A collapsed lung can be a symptom that occurs in individuals affected by lung cancer as a manifestation of their malignancy. A lung tumor grows larger over time, which can cause one or more partial or full blockages of the lung passageways or endobronchial obstruction. When air is unable to pass through the passageway, it does not reach the air sacs or alveoli. The air in the alveoli is eventually reabsorbed by the capillaries, causing the sacs to cave in on themselves and collapse. When numerous alveoli collapses occur near each other, the entire lobe of the lung will collapse.

In some cases, the tumor begins on an outer edge of the lung and grows outward into the space between the chest wall and surface of the lung. The tumor may grow to be extensive enough to place a significant amount of external pressure on the passageways and alveoli inside of the lung. This mechanism ultimately inhibits air from reaching many of the alveoli, resulting in the lungs inability to inflate. When the lung cannot inflate, it collapses in on itself. Another mechanism that can cause a lung collapse is when another factor causes fluid to accumulate in the pleura. The fluid places external pressure on the lung that ultimately stops it from being able to fill up with air, resulting in a collapse of part or all of the lung.

Swollen Lymph Nodes

Swollen lymph nodes in an individual may indicate they have lung cancer that has spread into neighboring lymph nodes. Typically, malignancy in the lung metastasizes to nearby lymph nodes before it reaches other organ systems in the body. When malignant cells enter into the lymphatic vessels, they are carried to nearby lymph nodes and become trapped. Once in the lymph node, the tumor grows and causes the lymph node to become enlarged. Lung cancer can metastasize to the lymph nodes near the tumor or what is considered regional lymph nodes. It can also spread to lymph nodes in other regions of the body not near the lung tumor.

When lymph nodes become enlarged or swollen from a cancerous growth, they can cause unpleasant symptoms. The lymph nodes in the neck can swell and place pressure on the nerves that play a key role in voice function, causing a hoarse voice. Swollen lymph nodes closer to the lung can put pressure on the organ itself, causing shortness of breath. Lymph nodes affected by cancer in the neck may manifest as swelling in the region right above the collarbone that may extend up to underneath the chin.

Pleural Effusion

Half of all individuals who receive a lung cancer diagnosis have experienced pleural effusion as a symptom of their disease. Healthy individuals have about a teaspoon of fluid that resides in the pleural space between the external surface of the lung and the wall of the chest to lubricate the membranes and facilitate smooth movement. When more fluid accumulates in the pleural space and begins to cause symptoms, it is called pleural effusion. Many factors can cause this to occur, including malignancy of the lung. The cancerous tumor inside of the lung grows into the pleural space, causing the fluid in the pleura to house the cancer cells.

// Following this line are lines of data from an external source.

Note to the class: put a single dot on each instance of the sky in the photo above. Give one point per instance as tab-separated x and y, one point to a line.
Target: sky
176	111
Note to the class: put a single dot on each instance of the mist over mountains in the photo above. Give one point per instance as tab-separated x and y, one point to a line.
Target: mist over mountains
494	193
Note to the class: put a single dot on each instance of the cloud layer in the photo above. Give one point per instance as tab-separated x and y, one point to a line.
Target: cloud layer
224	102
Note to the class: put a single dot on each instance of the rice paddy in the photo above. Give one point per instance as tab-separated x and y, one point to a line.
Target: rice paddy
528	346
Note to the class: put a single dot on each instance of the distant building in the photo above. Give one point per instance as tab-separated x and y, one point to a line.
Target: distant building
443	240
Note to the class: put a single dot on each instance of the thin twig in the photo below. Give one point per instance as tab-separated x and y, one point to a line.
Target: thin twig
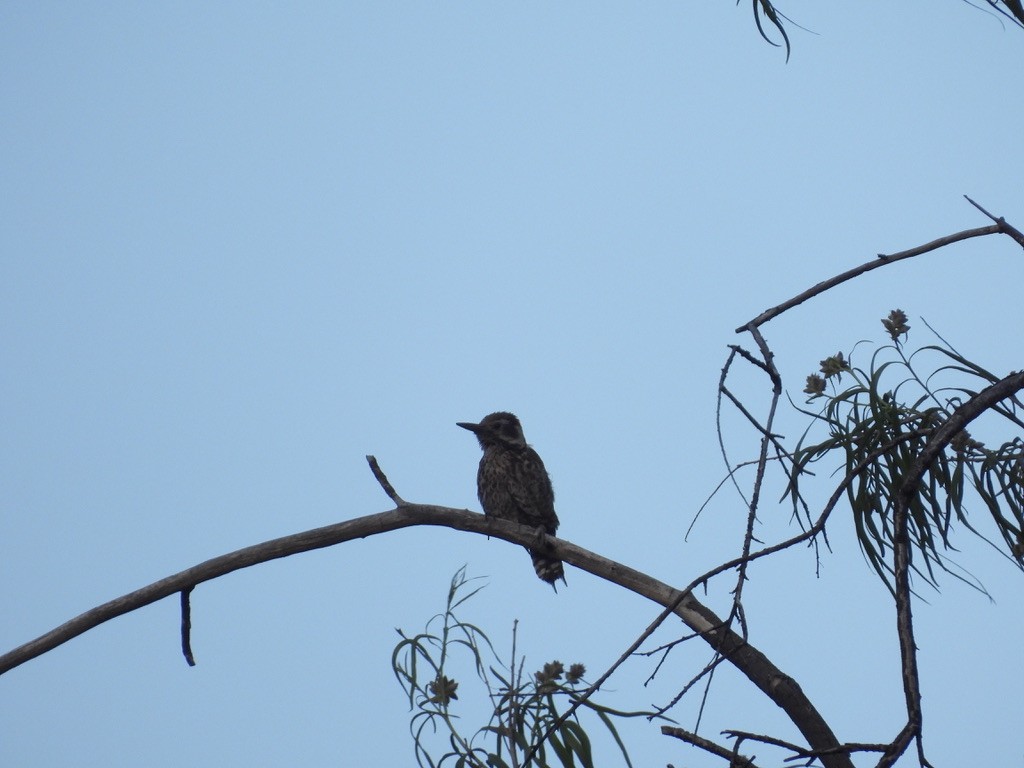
708	745
186	626
1000	222
382	479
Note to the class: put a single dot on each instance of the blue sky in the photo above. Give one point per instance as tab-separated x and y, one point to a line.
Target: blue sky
242	246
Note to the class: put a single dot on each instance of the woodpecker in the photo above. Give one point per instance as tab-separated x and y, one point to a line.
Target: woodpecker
513	484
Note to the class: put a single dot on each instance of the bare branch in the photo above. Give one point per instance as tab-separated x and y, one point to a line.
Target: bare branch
384	482
709	745
1001	223
778	686
882	260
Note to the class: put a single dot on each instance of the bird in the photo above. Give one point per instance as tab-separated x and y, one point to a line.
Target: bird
513	484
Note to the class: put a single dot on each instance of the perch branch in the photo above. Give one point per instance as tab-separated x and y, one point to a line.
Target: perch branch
778	686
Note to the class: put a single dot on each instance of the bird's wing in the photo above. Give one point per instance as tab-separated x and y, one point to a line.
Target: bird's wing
532	493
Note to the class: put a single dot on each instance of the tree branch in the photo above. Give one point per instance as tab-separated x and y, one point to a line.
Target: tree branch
778	686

In a healthy individual, excess fluid would be reabsorbed into circulation by the blood and lymphatic system. However, when cancerous cells invade into the pleura and riddle the accumulated fluid, the body can no longer effectively absorb the fluid. In addition, the tumor can compromise venous functionality in the chest area, which causes fluid to leak out of the veins into the pleural space. When the pleural effusion or fluid accumulation in the pleura becomes severe and places significant pressure on the lung, the organ can collapse.